Two-hundred Philips LED lamps that have been running continuously for 25,000 hours (nearly three years) are still operating at 100 per cent lumen output, according to tests conducted for the US Department of Energy (DoE).
The 10W lamp won the DoE's L Prize in 2011 in the 60W replacement category, and at that time Philips said it expected to see lumen maintenance of 97.1 per cent at 25,000 hours - based on 7,000 hours testing of 200 samples.
When the lamps reached 25,000 hours of operation in April this year, the results exceeded expectations. Not only were they still running at 100 per cent lumen output, but the colour was stable (with less than 0.002 change in chromaticity according to the CIE 1976 colour diagram) and all of the lamps survived stress tests which had seen off two thirds of the CFL competitors.
The tests were conducted at the Pacific Northwest National Laboratory, in a specially designed facility kept at 45°C. The DoE's report said the results suggest that lighting manufacturers may be able to get away with diverting attention from testing lumen and colour maintenance, and towards other aspects of product performance.
The Philips lamp on test has since been superseded by lower wattage products designed to last even longer, and without the yellow phosphor outer surface, which proved unpopular.
The report said: ‘As this marks one of the first public opportunities to confirm actual performance of a high-quality LED product at 25,000 hours, it can serve as an indicator for the long-term potential for a well designed and constructed product, and validate the methods being used for extrapolating and predicting long-term performance.’
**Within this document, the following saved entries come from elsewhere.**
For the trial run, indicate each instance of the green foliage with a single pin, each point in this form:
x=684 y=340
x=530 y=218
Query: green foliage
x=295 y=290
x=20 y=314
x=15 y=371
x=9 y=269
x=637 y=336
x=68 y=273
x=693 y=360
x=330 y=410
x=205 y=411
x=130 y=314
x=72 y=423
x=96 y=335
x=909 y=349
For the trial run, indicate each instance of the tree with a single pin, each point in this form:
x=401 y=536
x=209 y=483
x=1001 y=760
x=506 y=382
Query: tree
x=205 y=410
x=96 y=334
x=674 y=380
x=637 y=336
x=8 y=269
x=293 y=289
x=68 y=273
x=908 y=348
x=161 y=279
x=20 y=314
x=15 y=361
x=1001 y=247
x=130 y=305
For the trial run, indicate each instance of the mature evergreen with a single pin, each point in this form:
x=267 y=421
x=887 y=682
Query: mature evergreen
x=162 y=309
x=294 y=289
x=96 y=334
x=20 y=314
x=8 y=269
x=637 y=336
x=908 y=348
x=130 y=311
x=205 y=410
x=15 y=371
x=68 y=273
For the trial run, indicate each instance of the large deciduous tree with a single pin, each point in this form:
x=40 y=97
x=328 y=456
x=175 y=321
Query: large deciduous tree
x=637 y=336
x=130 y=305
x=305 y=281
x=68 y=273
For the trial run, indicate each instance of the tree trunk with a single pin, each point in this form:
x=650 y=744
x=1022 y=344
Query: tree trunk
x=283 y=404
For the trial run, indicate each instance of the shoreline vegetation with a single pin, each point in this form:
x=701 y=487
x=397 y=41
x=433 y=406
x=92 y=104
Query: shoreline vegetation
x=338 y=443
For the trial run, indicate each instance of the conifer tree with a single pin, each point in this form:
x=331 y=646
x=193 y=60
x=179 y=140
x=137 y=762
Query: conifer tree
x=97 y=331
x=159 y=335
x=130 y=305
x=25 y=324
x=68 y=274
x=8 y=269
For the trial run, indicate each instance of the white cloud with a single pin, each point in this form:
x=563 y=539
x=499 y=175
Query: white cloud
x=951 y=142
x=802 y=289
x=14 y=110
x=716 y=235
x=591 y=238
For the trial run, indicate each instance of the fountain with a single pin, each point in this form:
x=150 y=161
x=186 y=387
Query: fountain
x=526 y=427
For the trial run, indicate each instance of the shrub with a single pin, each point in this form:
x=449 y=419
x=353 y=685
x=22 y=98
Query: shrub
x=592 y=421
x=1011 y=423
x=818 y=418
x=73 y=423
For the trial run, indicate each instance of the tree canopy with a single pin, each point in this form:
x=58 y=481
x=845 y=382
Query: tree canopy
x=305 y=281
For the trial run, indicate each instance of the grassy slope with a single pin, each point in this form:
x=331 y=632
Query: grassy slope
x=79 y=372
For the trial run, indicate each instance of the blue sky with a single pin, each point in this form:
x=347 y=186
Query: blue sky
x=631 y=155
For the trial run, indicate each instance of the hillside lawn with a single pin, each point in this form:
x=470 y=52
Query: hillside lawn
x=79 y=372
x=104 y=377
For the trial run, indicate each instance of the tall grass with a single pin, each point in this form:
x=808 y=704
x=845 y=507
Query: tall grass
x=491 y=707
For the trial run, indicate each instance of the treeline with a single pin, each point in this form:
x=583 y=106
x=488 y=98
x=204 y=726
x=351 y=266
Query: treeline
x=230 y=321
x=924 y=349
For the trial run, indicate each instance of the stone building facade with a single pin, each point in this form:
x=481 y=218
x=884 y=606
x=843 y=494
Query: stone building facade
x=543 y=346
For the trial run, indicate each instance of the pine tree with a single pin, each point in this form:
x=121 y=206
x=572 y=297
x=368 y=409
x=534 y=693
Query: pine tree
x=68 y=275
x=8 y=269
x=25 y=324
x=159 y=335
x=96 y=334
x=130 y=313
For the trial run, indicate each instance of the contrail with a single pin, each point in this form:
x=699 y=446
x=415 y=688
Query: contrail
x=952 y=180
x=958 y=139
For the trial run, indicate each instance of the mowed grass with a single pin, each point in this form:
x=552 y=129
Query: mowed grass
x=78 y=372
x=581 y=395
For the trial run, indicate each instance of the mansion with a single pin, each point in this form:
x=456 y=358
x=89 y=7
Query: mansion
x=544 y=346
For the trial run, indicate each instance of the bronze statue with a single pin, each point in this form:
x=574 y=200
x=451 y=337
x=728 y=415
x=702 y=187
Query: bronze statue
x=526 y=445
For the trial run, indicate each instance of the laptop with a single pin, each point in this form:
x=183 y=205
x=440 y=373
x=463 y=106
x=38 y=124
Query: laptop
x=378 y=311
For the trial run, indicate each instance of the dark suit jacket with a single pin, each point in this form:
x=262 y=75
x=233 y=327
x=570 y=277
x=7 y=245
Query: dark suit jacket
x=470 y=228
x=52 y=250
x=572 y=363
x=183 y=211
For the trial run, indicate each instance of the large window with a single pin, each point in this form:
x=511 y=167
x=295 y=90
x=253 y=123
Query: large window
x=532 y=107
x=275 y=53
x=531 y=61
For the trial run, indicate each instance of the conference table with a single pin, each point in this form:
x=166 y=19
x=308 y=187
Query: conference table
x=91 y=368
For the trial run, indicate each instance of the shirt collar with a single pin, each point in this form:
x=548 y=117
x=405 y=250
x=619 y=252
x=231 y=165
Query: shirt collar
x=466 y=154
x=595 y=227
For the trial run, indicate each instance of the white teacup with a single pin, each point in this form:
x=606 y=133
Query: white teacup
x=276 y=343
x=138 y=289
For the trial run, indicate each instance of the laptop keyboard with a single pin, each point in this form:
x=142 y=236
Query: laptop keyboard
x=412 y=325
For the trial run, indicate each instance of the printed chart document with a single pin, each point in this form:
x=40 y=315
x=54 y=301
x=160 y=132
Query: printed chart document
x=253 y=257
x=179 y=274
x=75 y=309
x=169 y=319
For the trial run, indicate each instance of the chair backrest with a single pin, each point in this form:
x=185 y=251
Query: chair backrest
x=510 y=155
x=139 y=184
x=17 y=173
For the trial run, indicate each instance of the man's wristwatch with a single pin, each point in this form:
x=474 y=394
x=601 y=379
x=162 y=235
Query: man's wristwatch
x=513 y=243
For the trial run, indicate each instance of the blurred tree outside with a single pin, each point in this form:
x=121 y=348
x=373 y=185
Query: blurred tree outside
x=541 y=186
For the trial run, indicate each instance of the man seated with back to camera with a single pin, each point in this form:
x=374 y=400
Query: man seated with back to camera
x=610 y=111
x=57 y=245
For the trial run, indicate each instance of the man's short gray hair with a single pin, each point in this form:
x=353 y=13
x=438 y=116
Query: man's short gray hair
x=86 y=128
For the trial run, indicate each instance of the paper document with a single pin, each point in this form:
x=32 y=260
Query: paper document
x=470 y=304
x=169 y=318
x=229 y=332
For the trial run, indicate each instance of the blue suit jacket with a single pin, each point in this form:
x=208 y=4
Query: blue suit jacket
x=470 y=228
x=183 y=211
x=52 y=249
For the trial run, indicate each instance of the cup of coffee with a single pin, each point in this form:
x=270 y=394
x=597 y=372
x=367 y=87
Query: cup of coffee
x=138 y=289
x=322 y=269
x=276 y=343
The DoE said it will continue to test a subset of the lamps, creating what it says will be ‘the only publicly available, third-party data set of long-term LED product operation’.
Its report said: ‘Depending on how the SSL market evolves, how the technology changes over time, and whether buyers and producers coalesce around well-designed products with strong lumen and chromaticity maintenance performance, these test results indicate it might be possible to pay less attention to lumen and chromaticity testing in the future, saving producers and buyers significant money, and allowing them to shift their attention to other luminaire performance attributes.’